I was nauseated by some horrid little children with ugly voices aping grown-ups. Indeed, I often welcomed the commercials ; the announcers had more agreeable voices and often more interesting things to say. I have seen one or two plays reasonably well done. Then the news-reel technique is made for television. You are

looking at things as they happen, and sometimes have a better view than the paying spectators, which is beginning to hurt gates, at some spectator-sports, like boxing. It was agreeable, a couple of years ago, to sit a few miles from Forest Hills and see Pancho Gonzales upset the book, the more that you are not encouraged to view tennis at Forest Hills with a highball in your hand. At great political shows like the Republican and Democratic conventions the television screens drew spectators and reporters alike away from the furnace-like convention halls. And technically the improvement in clarity and steadiness is very great, even in the past year. But until a marriage is made between television and the movies, the programmes will remain scrappy.

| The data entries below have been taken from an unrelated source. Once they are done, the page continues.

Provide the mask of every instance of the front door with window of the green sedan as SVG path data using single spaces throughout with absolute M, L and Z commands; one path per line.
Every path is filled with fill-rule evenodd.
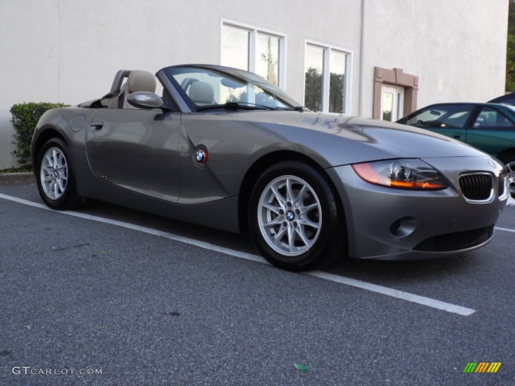
M 473 110 L 473 104 L 433 104 L 403 118 L 401 122 L 466 142 L 466 127 Z

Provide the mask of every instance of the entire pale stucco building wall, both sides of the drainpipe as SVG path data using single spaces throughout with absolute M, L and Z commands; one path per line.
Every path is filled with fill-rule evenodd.
M 374 66 L 419 76 L 419 107 L 487 100 L 504 91 L 508 0 L 487 3 L 0 0 L 0 169 L 15 164 L 9 154 L 14 103 L 100 97 L 122 68 L 219 64 L 221 20 L 286 35 L 286 90 L 299 101 L 306 40 L 352 52 L 354 115 L 372 115 Z

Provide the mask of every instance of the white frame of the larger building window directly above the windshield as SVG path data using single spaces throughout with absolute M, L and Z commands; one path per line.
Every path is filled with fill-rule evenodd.
M 241 28 L 249 31 L 249 51 L 248 51 L 248 60 L 249 60 L 249 69 L 248 71 L 255 74 L 256 69 L 256 39 L 258 33 L 267 34 L 279 39 L 279 77 L 278 77 L 278 86 L 281 89 L 286 90 L 286 45 L 287 45 L 287 35 L 284 32 L 273 31 L 267 28 L 260 28 L 250 24 L 239 23 L 233 20 L 221 19 L 220 20 L 220 60 L 219 63 L 222 65 L 222 35 L 224 31 L 224 26 Z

And what will come of it all ? There are pessimists who see in television the last crushing blow of our mass civilisation. The child brought up as a viewer will have even less taste for reading or reflection than the child of the radio age ; conversation is dying, reading dead. The pessimists are too worried. Radio hasn't had such devastating effects, and if it gave a chance to monsters like Hitler, it also gave one to Mr. Churchill. American educators and others are trying to bully or shame the television chains into producing more " public interest " programmes and raising the level of present entertainment. It's an uphill fight. But I can't sec that the adventures of some public-spirited sea-captain that I watched in the house of a friend of mine were any more debilitating than Dick Barton, round whose adventures the whole time-table of my house is organised.